Bei 3 Grad Lufttemperatur und nur unwesentlich höheren Wassertemperaturen war das Schwimmvergnügen im Main absolut nichts für Warmduscher.dennoch fanden sich auch im diesem Jahr 87 Unverdrossene aus den verschiedensten Wasserrettungsorganisationen und Tauchsportvereinigungen ein, um mit dem Kameradschaftsschwimmen die Kameradschaft zu pflegen und die eigene Leistungsfähigkeit unter Beweis zu stellen.

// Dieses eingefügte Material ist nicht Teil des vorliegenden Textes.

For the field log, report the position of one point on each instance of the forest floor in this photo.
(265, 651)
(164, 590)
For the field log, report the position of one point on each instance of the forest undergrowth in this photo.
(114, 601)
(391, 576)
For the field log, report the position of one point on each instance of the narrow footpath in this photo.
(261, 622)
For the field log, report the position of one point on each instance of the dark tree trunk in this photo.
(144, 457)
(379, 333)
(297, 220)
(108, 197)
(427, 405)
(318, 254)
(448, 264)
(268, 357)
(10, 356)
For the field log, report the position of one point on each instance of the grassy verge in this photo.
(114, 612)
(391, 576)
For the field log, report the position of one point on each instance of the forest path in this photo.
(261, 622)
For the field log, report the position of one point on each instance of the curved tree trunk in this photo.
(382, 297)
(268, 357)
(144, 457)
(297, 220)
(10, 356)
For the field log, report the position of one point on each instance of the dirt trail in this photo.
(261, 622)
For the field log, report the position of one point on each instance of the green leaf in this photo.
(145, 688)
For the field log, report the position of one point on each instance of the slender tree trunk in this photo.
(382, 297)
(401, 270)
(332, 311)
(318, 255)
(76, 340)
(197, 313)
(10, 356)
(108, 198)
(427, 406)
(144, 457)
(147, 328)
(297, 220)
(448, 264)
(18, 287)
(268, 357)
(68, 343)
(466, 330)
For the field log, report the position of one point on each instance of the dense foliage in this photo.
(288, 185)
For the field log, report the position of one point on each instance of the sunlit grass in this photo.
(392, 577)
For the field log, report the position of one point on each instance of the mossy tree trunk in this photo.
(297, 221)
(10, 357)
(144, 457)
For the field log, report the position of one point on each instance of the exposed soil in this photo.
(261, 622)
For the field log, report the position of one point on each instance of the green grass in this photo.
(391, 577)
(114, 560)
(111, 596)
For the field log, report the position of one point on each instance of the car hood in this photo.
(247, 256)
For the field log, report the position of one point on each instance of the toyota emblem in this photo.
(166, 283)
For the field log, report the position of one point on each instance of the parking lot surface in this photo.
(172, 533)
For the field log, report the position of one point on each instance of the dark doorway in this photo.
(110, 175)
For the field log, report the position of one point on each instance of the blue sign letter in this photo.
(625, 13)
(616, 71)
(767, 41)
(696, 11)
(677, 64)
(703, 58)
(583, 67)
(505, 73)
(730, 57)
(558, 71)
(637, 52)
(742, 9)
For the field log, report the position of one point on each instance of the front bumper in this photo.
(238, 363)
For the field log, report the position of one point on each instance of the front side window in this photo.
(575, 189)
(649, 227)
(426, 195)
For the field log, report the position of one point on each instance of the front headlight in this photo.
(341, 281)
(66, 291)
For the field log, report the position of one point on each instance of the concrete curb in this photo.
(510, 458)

Der älteste Teilnehmer, Robert Winkler aus Staffelstein, hätte in Michelau nur zu gerne an seinen 400 Flussschwimmen überhaupt teilgenommen, doch die Anreise zum vorhergehenden Schwimmen viel den Witterungsbedingungen zum Opfer, so das es nur das 399 wurde.
Bei den Damen war Heidemarie Denzler mit 50 Lenzen die älteste Teilnehmerin, während der erst dreizehnjährige Michael Hanke von der Wasserwacht Redwitz und die knapp achtzehnjährige Lisa Schramm von der Tauchsportvereinigung Hilpert bewiesen, das das Kameradschaftsschwimmen im Main auch jungen Leuten spaß macht. Die Tauchsportgruppe Hilpert stellte mit 20 Teilnehmern die größte Gruppe. Mit 17 Aktiven war TV-Octupus Neuhaus vertreten, mit 11 Teilnehmern stellten die Tauchfreunde Obermain die drittstärkste Gruppe im ganzen Feld. Stark vertreten waren auch die Tauch und IDA Freunde Kronach (10 Aktive), die Wasserwacht Redwitz war mit 7 Aktiven vertreten und er Rest verteilte sich auf die Wasserwacht Altenkunstadt, die DLRG Bad Satffelstein, den Divers Club Dirty Water, den Tauchstammtisch, die DLRG Bamberg-Gaustadt, sowie Einzelteilnehmer von den Devil Divers, der DLRG München, der Wasserwacht Miltenberg und aus Bad Staffelstein. Die beiden Teilnehmer mit dem weitesten Anreiseweg waren Klaus Peneter aus München und Dani Mackiol aus Riesa in Sachsen.
Gestartet wurde das Schwimmen nicht wie geplant an der Mainbrücke in Hochstadt, sondern wegen der zu geringen Wasserführung des Mains in Michelau unterhalb des Wehrs. Den Startschuss gab der Lichtenfelser Polizeichef Willi Lankes, da die anderen, wie er grinsend bemerkte, keinen Waffenschein besitzen. Prustend vertrauten sich die Froschmänner, unter ihnen auch zahlreiche Wassernixen, dem Fluss an. Unter der Michlauer Mainbrücke hindurchging es flussabwärts zum Wehr in Oberwallenstadt. Ständig waren die Schwimmer unter Aufsicht, doch die Bootsbesatzungen aus Michelau, Altenkunstadt und Redwitz mussten nur einmal Eingreifen, als der Proviant auf einer der Rettungsinseln plötzlich nasse Füße bekam. Erstaunlich frisch erreichten alle nach gut einer halben Stunde das Ziel, wo sie von den bereitstehenden Fahrzeugen zurück ins Michelauer Hallenbad unter die wärmenden Duschen befördert wurden.